1. It seems to me that often women don't have as strong professional networks as men - the kind that gets built over shared interests (sports or drinking). People seem to gravitate towards others like them. What specific advice do you have for establishing and maintaining network with men as well as other women?
Certainly I have felt excluded from various “networks” at times, but it is not difficult to establish important and interesting connections with men and women over shared professional interests.
Some people start developing networks in graduate school. Although advisors can help jump-start your networking, they are not essential for this (at least, not in my experience). Some of my fellow graduate students, however, have remained important contacts and collaborators over the years, so I definitely started building a network of colleagues in grad school.
These connections can start within a particular research group, department, or other academic unit, but what helps them continue over time is a shared interest and/or style of working. I think these aspects are more important than personality (for example: quiet vs. talkative), shared hobbies, or cultural background.

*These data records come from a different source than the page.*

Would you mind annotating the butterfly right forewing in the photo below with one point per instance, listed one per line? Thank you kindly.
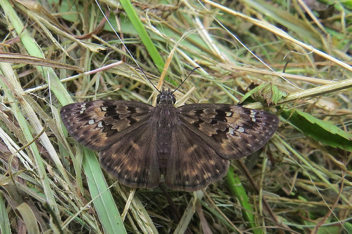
(232, 131)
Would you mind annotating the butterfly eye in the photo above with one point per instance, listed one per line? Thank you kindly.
(167, 97)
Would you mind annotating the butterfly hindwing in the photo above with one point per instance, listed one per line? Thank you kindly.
(232, 131)
(133, 160)
(98, 124)
(192, 164)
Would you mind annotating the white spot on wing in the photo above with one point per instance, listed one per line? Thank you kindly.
(252, 115)
(83, 108)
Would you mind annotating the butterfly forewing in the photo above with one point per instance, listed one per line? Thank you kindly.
(232, 131)
(98, 124)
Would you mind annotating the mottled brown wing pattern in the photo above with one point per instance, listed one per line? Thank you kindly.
(98, 124)
(133, 161)
(193, 164)
(232, 131)
(190, 145)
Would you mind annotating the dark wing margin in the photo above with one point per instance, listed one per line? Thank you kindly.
(193, 164)
(133, 160)
(232, 131)
(98, 124)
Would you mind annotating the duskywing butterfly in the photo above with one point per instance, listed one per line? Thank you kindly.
(190, 145)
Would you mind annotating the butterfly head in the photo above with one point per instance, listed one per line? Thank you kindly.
(166, 96)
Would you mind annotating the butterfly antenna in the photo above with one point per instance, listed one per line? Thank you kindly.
(185, 79)
(124, 45)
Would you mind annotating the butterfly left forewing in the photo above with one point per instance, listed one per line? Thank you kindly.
(98, 124)
(232, 131)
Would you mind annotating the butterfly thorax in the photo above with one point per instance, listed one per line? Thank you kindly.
(166, 96)
(166, 119)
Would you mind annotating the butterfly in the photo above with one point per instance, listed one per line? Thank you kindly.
(188, 147)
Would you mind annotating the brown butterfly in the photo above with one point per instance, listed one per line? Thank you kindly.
(190, 145)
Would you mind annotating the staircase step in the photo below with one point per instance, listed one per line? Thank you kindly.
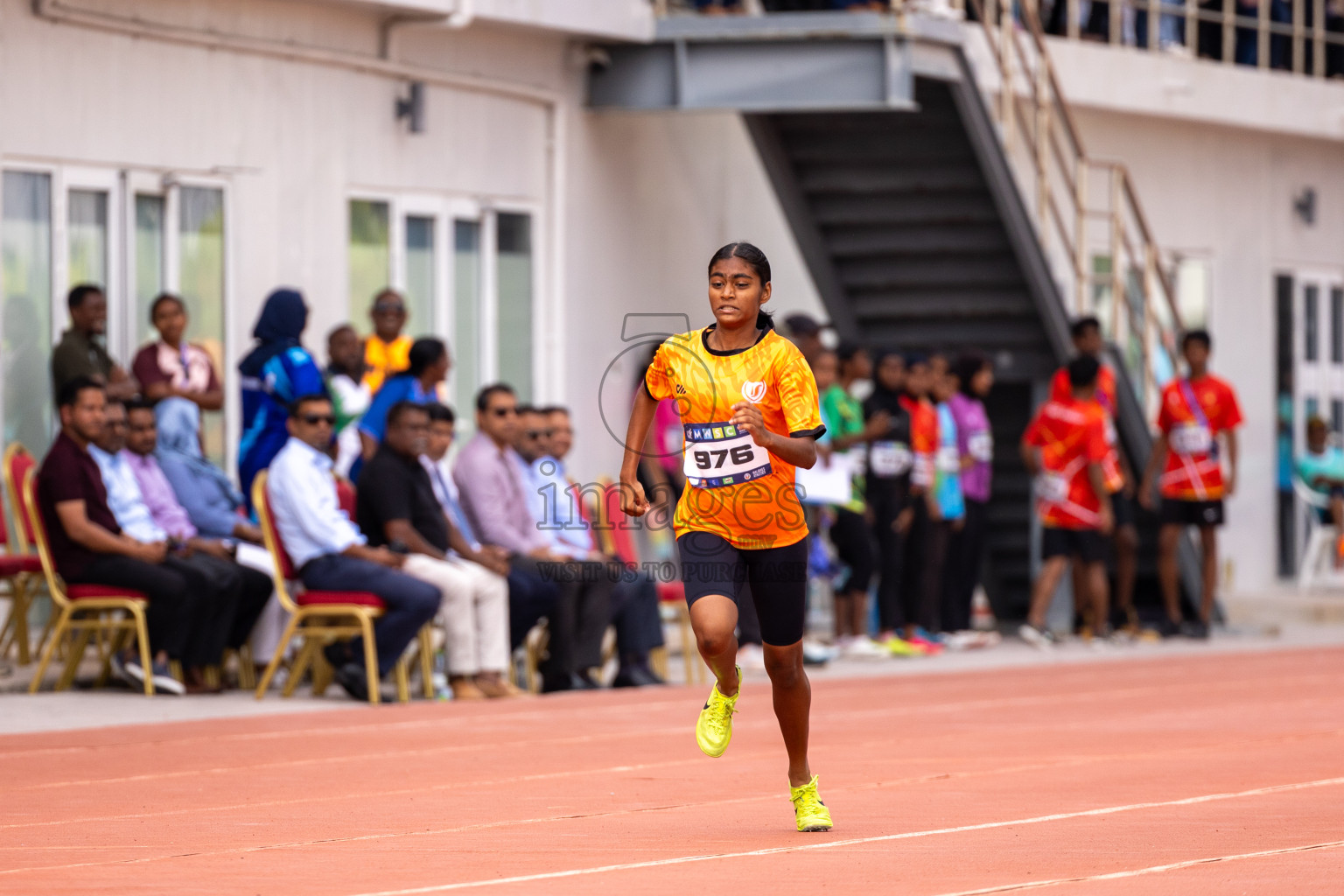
(857, 241)
(864, 178)
(942, 273)
(913, 304)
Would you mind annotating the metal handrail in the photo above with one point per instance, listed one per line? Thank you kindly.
(1073, 220)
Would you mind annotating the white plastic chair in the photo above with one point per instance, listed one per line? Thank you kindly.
(1320, 542)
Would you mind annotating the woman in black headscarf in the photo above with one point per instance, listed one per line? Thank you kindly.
(276, 373)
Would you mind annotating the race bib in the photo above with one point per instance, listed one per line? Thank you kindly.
(1191, 438)
(982, 446)
(890, 458)
(1051, 488)
(719, 454)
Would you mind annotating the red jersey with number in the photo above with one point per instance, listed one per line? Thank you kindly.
(1193, 416)
(924, 438)
(1071, 437)
(1060, 389)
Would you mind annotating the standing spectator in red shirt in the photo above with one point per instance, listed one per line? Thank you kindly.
(1196, 411)
(1065, 448)
(1120, 479)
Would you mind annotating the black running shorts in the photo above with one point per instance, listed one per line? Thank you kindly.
(1176, 512)
(1088, 546)
(777, 579)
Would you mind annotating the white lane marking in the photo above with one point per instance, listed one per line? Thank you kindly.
(859, 841)
(1151, 870)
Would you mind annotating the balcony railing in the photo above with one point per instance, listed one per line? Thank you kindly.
(1304, 37)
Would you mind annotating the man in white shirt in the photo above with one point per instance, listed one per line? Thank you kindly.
(543, 438)
(331, 554)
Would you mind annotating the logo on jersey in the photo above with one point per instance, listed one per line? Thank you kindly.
(752, 391)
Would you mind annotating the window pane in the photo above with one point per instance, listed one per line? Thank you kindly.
(150, 262)
(27, 311)
(515, 304)
(202, 263)
(466, 316)
(420, 274)
(88, 215)
(370, 254)
(1338, 326)
(1311, 324)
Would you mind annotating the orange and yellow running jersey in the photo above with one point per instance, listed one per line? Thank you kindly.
(735, 488)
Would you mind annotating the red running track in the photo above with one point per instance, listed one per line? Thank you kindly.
(1210, 775)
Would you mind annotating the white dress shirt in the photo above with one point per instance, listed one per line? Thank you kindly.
(556, 509)
(124, 497)
(303, 500)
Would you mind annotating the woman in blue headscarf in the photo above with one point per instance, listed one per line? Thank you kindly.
(273, 375)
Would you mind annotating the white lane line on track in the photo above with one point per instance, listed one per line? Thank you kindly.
(859, 841)
(1151, 870)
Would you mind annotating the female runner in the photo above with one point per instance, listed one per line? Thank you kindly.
(750, 416)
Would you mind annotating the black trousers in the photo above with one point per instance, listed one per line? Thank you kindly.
(886, 500)
(962, 574)
(927, 551)
(581, 612)
(852, 539)
(191, 602)
(634, 614)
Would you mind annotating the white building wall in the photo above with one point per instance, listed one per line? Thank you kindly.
(644, 200)
(1218, 161)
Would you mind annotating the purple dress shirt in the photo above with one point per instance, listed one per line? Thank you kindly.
(491, 485)
(159, 496)
(972, 437)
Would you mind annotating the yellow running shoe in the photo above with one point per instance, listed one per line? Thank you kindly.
(714, 730)
(810, 813)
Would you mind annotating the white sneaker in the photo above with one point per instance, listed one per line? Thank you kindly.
(864, 649)
(1038, 639)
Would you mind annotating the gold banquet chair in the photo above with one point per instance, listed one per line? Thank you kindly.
(85, 610)
(321, 617)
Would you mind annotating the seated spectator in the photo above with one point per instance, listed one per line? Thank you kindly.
(396, 508)
(80, 351)
(388, 349)
(529, 597)
(172, 367)
(215, 508)
(489, 479)
(168, 514)
(215, 579)
(429, 366)
(276, 373)
(544, 438)
(89, 547)
(350, 394)
(1321, 468)
(330, 552)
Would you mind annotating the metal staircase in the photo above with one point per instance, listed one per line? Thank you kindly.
(942, 199)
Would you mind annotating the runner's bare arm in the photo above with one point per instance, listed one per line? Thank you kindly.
(1155, 462)
(799, 452)
(634, 502)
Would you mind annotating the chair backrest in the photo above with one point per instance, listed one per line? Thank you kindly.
(284, 567)
(32, 519)
(613, 526)
(17, 465)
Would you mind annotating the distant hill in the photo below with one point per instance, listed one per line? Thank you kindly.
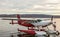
(30, 15)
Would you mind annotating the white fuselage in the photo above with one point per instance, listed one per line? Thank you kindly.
(42, 23)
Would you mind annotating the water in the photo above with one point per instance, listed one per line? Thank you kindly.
(6, 29)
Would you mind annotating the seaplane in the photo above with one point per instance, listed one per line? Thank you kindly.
(31, 23)
(35, 33)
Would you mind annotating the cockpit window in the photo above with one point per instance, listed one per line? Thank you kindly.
(38, 20)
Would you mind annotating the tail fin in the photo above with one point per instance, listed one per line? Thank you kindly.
(18, 16)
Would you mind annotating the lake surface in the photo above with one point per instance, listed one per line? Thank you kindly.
(6, 29)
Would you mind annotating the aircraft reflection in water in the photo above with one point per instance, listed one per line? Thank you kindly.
(31, 24)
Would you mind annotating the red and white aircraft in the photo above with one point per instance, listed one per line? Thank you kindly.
(36, 33)
(31, 23)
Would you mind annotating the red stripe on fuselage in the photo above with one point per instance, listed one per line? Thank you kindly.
(31, 32)
(25, 23)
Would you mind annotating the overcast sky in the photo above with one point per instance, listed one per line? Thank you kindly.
(30, 6)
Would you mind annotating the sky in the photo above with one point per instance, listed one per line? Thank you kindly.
(30, 7)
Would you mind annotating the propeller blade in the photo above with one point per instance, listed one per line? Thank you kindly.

Most of my long-time collaborators are men, and my closest colleagues are not from the US. We work well together because we have complementary (but distinct) interests and expertise and similar intense interests in particular research questions. It doesn’t matter that some of them are sports fanatics and that I have zero interest in sports, or that we are from different countries/cultures.
My advice: Find people with similar (but not exactly the same) interests, and work on maintaining those connections: write proposals together and organize conferences or conference sessions together. If there is no one at your institution who is compatible, make connections elsewhere. Visit and give talks at each other’s universities, and co-advise students or serve on student committees. At conferences, introduce yourself to people whose work you admire and start a conversation about mutual interests. Even if you don’t become a collaborator of that person, perhaps you will make a connection and raise your visibility; this can lead to important opportunities for research and/or for meeting other people.
You don’t have to be an extrovert to do this, but you do have to be able to communicate in some way. I am a dramatic example of how a quiet, socially unskilled, sports-ignorant person can nevertheless develop a strong, extensive network of colleagues.
2. Early on, what was your "Oh @!#$%" moment and how did you recover?
I don’t know what this means, so maybe I didn’t have such a moment, or perhaps I had one and never recovered.
3. How do you deal with female health issues when you are in a predominantly male environment?
4. How do you balance "assertiveness" and "bitchiness" - in the sense that it's harder as a female (than a male) to "get away with" being protective of your time, stating your opinion, and so forth?
I am rather soft-spoken, and have had more of a problem being heard than in seeming to be too aggressive. I can, however, be quite assertive (in my own way) when I want/need to be, and this has been an important skill to learn and develop over time. I think it is important to choose your battles, and to learn how to construct and calmly deploy devastating, fact-based arguments when making a case or stating an opinion in a debate. Humor helps as well. Also: getting older.